Tout au long de leurs vies, Sula et Nel se perdront en croyant se retrouver. Si elles se complètent, c’est pour mieux se déchirer. Et si elles s’aiment, c’est pour mieux se le cacher. Si Sula n’est pas à proprement parlé le personnage principal de ce roman, elle est celle qui relie les personnages entre eux.

Si je me suis attachée à Nel pour le manque d’emprise qu’elle a sur sa vie, pour ce qu’elle donne aux autres, j’aime Sula pour son refus des codes, pour la modernité de ses choix. Pour le fait qu’être pleinement elle-même devait passer par l’abandon de ce qu’elle représentait aux yeux des autres.

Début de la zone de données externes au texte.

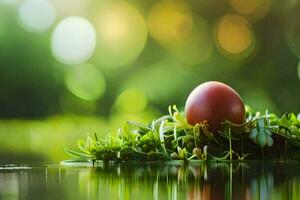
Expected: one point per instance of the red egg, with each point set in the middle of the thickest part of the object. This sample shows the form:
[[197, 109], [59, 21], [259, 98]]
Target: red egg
[[215, 102]]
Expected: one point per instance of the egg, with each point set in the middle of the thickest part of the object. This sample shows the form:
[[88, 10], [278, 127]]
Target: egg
[[214, 102]]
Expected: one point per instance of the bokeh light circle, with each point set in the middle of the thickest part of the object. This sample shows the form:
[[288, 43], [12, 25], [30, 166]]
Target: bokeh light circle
[[86, 82], [36, 15], [170, 21], [73, 40], [122, 33], [131, 101], [256, 9], [234, 34]]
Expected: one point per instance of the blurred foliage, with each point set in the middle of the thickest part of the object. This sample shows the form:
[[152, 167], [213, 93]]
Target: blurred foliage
[[148, 54]]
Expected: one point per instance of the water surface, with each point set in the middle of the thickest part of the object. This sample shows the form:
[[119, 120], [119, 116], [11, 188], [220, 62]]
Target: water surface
[[175, 180]]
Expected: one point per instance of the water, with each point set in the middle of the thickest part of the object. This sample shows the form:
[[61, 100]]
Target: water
[[236, 180]]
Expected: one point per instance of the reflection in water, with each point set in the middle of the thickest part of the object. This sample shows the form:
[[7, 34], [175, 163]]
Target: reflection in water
[[246, 180]]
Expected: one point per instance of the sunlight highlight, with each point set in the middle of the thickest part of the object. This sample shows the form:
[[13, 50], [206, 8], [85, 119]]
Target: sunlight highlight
[[256, 9], [73, 40], [234, 34], [122, 33]]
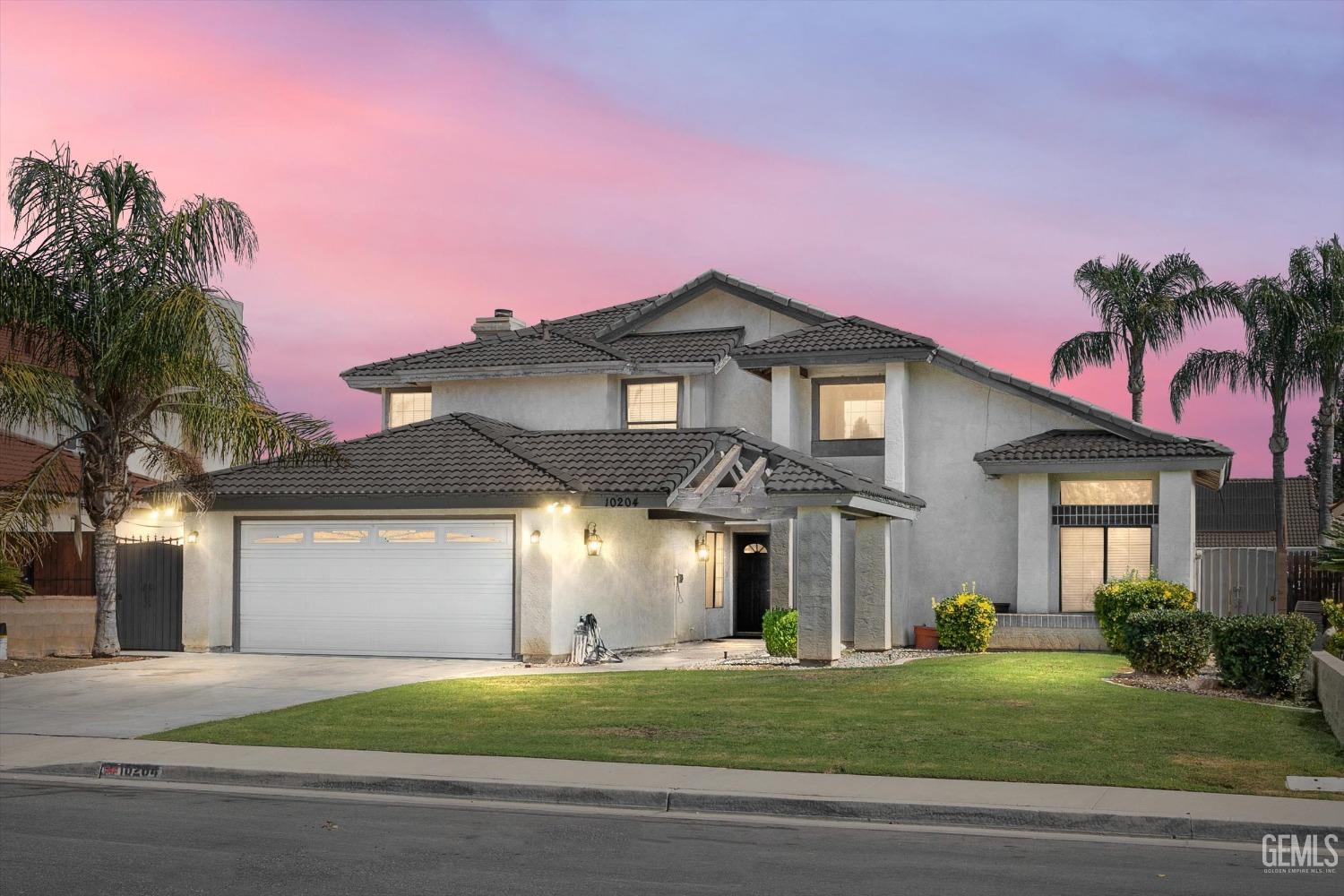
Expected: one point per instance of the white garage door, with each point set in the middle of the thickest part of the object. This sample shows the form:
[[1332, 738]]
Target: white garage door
[[390, 587]]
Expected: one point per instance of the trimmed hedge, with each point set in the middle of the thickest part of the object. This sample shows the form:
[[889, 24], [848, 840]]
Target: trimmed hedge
[[780, 629], [965, 621], [1116, 600], [1168, 642], [1263, 654]]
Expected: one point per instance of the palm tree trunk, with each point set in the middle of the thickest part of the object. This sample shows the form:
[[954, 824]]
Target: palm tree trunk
[[1330, 417], [1279, 446], [1136, 382], [105, 642]]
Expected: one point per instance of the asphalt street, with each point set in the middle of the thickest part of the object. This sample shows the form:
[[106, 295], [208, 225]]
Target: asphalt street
[[147, 839]]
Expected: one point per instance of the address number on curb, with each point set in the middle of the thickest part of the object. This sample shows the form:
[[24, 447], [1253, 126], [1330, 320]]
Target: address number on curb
[[128, 770]]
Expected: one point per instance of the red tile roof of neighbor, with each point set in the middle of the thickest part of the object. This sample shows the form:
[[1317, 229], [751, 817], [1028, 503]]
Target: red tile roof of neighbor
[[19, 455]]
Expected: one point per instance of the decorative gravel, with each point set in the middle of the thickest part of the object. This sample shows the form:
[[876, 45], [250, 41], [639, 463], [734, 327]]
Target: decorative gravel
[[1206, 683], [849, 659]]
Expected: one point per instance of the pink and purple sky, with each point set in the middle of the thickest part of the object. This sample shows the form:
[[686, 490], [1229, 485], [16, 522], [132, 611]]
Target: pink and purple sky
[[941, 168]]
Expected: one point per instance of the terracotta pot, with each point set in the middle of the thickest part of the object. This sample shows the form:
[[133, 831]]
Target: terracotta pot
[[926, 638]]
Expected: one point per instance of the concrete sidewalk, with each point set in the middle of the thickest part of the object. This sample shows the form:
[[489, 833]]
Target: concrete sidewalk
[[1066, 807]]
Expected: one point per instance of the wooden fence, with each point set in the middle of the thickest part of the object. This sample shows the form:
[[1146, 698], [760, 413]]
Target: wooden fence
[[1241, 581]]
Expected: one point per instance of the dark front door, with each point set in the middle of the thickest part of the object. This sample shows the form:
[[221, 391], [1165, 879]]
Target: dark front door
[[750, 581]]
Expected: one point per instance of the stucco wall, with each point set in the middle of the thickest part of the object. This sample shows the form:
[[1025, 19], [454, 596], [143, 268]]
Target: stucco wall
[[968, 532], [631, 587], [48, 624]]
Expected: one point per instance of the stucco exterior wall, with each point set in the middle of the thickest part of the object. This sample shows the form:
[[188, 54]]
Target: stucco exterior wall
[[968, 532]]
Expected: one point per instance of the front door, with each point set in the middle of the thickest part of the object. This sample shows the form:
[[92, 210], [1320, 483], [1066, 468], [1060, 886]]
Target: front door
[[750, 581]]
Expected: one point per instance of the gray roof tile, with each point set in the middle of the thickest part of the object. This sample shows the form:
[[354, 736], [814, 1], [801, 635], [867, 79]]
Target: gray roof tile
[[835, 336], [472, 454], [1096, 445]]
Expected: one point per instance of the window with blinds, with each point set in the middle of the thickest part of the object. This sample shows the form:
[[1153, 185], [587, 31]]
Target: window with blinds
[[652, 405], [1093, 555]]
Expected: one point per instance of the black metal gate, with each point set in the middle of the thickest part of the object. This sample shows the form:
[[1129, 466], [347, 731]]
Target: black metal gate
[[150, 595]]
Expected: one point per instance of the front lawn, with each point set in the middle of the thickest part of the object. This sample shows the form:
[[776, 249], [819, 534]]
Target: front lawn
[[1012, 716]]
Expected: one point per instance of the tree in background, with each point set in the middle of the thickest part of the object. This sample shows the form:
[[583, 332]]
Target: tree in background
[[1142, 308], [1273, 366], [125, 340], [1316, 277]]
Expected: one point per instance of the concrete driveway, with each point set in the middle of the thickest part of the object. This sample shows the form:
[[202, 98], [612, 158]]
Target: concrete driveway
[[134, 699]]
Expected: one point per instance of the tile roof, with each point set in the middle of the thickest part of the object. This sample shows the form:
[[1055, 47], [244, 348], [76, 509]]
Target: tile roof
[[1096, 445], [839, 335], [601, 338], [21, 455], [1241, 514], [478, 455]]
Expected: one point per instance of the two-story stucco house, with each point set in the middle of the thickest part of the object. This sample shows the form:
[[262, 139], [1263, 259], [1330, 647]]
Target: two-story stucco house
[[676, 465]]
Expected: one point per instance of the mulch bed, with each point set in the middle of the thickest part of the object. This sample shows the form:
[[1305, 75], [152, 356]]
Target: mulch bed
[[1206, 683], [56, 664]]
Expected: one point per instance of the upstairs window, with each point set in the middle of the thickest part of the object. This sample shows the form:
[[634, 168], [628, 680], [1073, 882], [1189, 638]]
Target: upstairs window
[[405, 406], [849, 416], [652, 405]]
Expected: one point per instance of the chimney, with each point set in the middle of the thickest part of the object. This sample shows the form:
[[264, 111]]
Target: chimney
[[494, 327]]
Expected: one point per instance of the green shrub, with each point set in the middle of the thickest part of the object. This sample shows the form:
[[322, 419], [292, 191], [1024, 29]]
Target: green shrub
[[1168, 642], [965, 621], [780, 629], [1116, 600], [1263, 654]]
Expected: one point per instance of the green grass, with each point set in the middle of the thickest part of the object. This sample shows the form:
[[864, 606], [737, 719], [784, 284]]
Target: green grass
[[1013, 716]]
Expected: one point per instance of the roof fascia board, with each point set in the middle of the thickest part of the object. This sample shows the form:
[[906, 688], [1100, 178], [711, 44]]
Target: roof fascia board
[[849, 357], [1107, 466]]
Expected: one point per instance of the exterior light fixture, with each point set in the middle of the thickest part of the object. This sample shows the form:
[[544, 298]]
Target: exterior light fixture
[[591, 541]]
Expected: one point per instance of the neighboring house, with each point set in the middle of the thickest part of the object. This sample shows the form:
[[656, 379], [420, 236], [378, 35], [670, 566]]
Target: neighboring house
[[676, 465], [1241, 514]]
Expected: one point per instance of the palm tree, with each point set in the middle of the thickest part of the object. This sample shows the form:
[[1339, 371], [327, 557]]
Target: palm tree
[[128, 349], [1316, 276], [1140, 308], [1274, 366]]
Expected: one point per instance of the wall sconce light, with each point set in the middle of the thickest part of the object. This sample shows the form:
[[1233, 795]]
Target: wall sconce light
[[591, 540]]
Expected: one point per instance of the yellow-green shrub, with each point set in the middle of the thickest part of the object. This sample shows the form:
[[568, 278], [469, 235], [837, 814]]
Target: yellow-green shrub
[[1116, 600], [965, 621]]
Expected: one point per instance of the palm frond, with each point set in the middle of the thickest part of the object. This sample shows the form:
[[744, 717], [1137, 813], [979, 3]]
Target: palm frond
[[1086, 349], [1204, 370]]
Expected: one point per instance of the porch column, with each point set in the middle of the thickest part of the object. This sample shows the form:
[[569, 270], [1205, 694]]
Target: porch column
[[1176, 527], [873, 584], [1034, 543], [817, 586], [781, 564]]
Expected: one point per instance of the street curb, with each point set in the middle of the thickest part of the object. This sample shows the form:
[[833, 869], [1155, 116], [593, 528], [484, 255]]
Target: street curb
[[737, 804]]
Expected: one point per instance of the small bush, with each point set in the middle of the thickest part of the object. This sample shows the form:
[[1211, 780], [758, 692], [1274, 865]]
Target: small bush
[[1116, 600], [1263, 654], [780, 629], [1168, 642], [965, 621]]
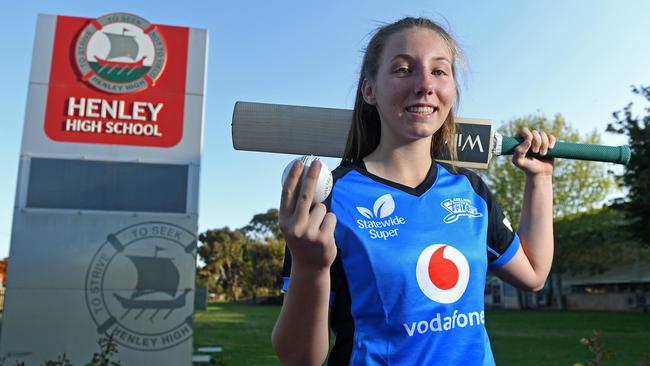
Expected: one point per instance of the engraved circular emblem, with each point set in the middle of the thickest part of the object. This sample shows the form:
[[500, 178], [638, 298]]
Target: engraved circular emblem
[[139, 286], [120, 53]]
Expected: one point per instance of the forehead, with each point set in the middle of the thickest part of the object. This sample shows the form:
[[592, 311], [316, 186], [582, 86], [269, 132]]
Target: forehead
[[416, 42]]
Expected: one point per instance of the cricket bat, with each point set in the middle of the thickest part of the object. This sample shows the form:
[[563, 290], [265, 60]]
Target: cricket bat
[[323, 132]]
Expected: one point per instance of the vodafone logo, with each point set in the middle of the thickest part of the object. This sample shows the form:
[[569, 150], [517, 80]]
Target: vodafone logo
[[442, 273]]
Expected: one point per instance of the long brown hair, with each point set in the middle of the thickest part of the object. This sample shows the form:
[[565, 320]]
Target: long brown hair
[[365, 130]]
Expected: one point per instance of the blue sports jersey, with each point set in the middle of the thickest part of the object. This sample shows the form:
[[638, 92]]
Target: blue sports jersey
[[408, 280]]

Toni Morrison se sert de l’amitié féminine pour questionner les normes sociales, comme elle l’écrit dans ce très beau passage dans lequel Sula s’adresse à Nel à propos des femmes de couleur du pays : “Elles crèveront. Comme moi. La différence c’est qu’elles crèveront comme des souches. Moi, je vais m’abattre comme un grand séquoia, j’ai vraiment vécu sur cette terre. »

Le roman ne cesse de mettre en lumière les contradictions de Nel et de Sula : elles ont besoin de l’une et de l’autre et se complètent. Nel finit par se rendre compte que ça n’a jamais été Jude qui lui manquait mais bel et bien Sula, après avoir passé toute sa vie à lui en vouloir, à la jalouser. A son tour, Sula dédiera sa dernière pensée à Nel. Malgré le fait qu’elle ne lui ai jamais dit de son vivant, c’est à elle qu’elle pense sur son lit de mort, et elle finira sa vie en voulant la partager avec celle qui fut sa meilleure amie « Attends que je le raconte à Nel. » 

Roman d’amour et de désamour. Au final, c’est le destin qui gouverne les rêves. Car ni Sula ni Nel de par leurs choix ne sont des monstres, mais des jeunes femmes ayant un besoin terrible d’être aimées.

« C’était comme retrouver l’usage d’un oeil après s’être fait opérer de la cataracte. (…) Sula. Qui la faisait rire, lui faisait voir des vieilleries avec des yeux tout neufs, avec qui elle se sentait intelligente, douce, et un peu plus culottée. (…) Parler avec Sula, depuis toujours, c’était se parler à elle-même. (…) Quand elle était dans une pièce, les gens devenaient plus vivants, plus animés », Sula, vue par Nel.